The prosecutor emphasized in court that one can be sentenced for deprivation of liberty even if the victim is not necessarily physically confined.
All defendants deny criminal guilt
The defendants reject the prosecution’s accusations.
– My client denies that there was violence as explained by the victim. There are several factors in the case that corroborate that such violence has not occurred, says lawyer Sigurd Rønningen, who defends the victim’s mother-in-law.
He began his procedure by saying the following:
– After five weeks in court, we have more questions than answers.
Rønningen points out, among other things, that the woman offended for several years has had a Pakistani doctor who has not suspected violence against her or her son.
– Honor can come into play here. Maybe you had to do a story about violence to divorce a cousin who was mentally retarded. The court must take this into account when assessing the credibility of the aggrieved party’s explanation, says Rønningen.
He believes that the witnesses who visited the family regularly over the years describe their client as a hospitable woman and a loving and caring mother and grandmother.
– With respect to all the accusations in this case regarding alleged violence, the defenders observe that the complaints are general, and we do not specify where, when and how the different episodes should have occurred.
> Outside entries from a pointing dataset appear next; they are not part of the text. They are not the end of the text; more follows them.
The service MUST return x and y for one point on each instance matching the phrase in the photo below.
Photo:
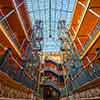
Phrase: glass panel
(41, 10)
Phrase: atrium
(49, 49)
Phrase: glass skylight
(50, 12)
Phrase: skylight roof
(50, 12)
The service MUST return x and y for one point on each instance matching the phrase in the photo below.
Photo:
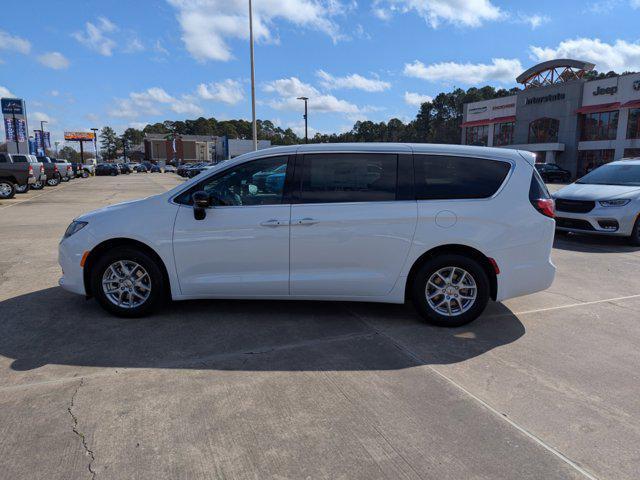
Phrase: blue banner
(10, 132)
(21, 130)
(38, 136)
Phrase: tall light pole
(253, 80)
(44, 149)
(305, 116)
(95, 142)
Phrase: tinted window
(349, 177)
(444, 177)
(259, 182)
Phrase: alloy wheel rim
(126, 284)
(451, 291)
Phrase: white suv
(448, 227)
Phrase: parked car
(110, 169)
(125, 168)
(64, 168)
(448, 227)
(606, 201)
(51, 170)
(15, 172)
(550, 172)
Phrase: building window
(478, 135)
(544, 130)
(632, 153)
(589, 160)
(599, 126)
(503, 133)
(633, 127)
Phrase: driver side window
(259, 182)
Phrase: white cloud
(416, 99)
(54, 60)
(353, 81)
(500, 70)
(619, 56)
(533, 20)
(95, 36)
(467, 13)
(14, 44)
(291, 88)
(5, 93)
(208, 25)
(228, 91)
(41, 117)
(153, 101)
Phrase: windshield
(619, 174)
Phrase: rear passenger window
(349, 177)
(441, 177)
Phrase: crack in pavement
(80, 434)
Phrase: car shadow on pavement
(593, 243)
(55, 327)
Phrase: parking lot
(541, 387)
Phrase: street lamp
(95, 142)
(305, 116)
(253, 80)
(44, 148)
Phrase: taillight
(545, 206)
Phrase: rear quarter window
(441, 177)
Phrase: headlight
(614, 203)
(74, 228)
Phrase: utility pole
(253, 80)
(95, 141)
(305, 116)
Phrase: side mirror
(200, 204)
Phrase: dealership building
(561, 117)
(196, 148)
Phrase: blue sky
(82, 64)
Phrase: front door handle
(307, 221)
(272, 223)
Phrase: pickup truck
(15, 171)
(51, 169)
(65, 169)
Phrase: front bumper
(617, 221)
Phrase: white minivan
(447, 227)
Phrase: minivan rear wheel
(450, 290)
(127, 282)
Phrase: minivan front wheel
(450, 290)
(127, 283)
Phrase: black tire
(22, 188)
(38, 185)
(53, 182)
(634, 239)
(7, 189)
(419, 287)
(145, 261)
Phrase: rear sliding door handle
(306, 221)
(272, 223)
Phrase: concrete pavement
(543, 387)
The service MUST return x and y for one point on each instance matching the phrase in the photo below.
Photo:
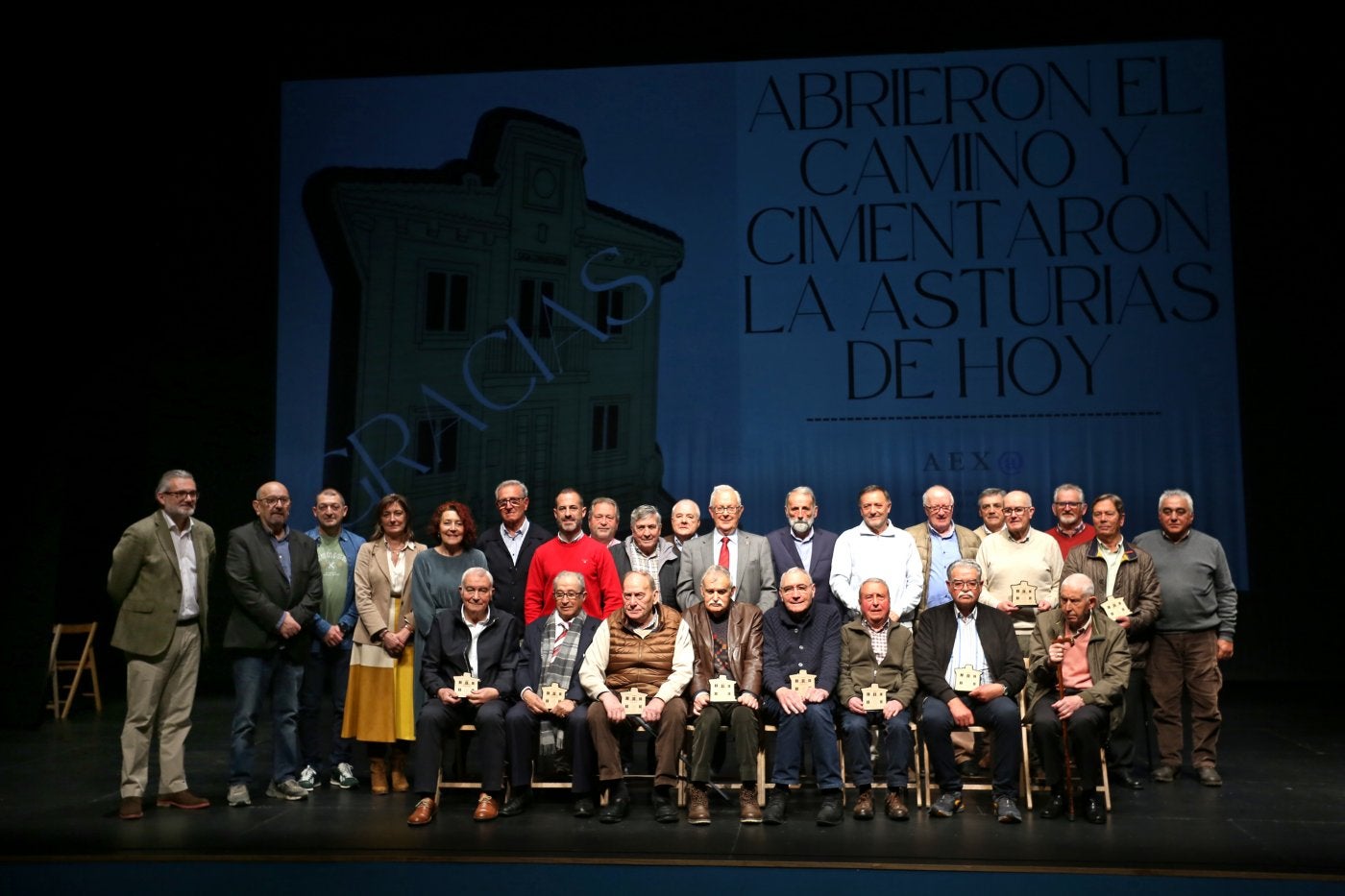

An honor killing that stopped?
Lawyer Ørjan Eskeland, who defends the woman’s father-in-law, believes that a deep family conflict may be behind the accusations.
– My client explains that his own father asked him to kill his sister because she had dishonored the family, says Eskeland.
When his client refused to carry out an honor killing, the father must have contacted the offended woman in this case, according to Eskeland.
The defendants believe that those who wanted this honor killing have taken revenge on the victim’s father-in-law by dragging him and his family into a criminal case.
They point out, among other things, that the victims were brought to the crisis center by Pakistanis who may have been behind such a revenge operation.
At the crisis center, the woman is said to have submitted a full letter in English that served as the basis for police action and arrests in 2018.
– We believe that she has not formulated this review herself, says lawyer Sigurd Rønningen.
Still scared
The offended woman says that she and the children today have a better life in a hidden direction, but that she is still afraid.
– I still can’t talk openly with people, and I’m afraid to invite friends over. All I want is to live a life in complete freedom and with my children, he says.
In court, however, he asked that the in-laws not be convicted of what they had done.
The father-in-law said in his explanation that the honor of the family has been weakened by the criminal case, but that the daughter-in-law had nothing to fear.
“We want her and the children to live as she wants in the future,” he said.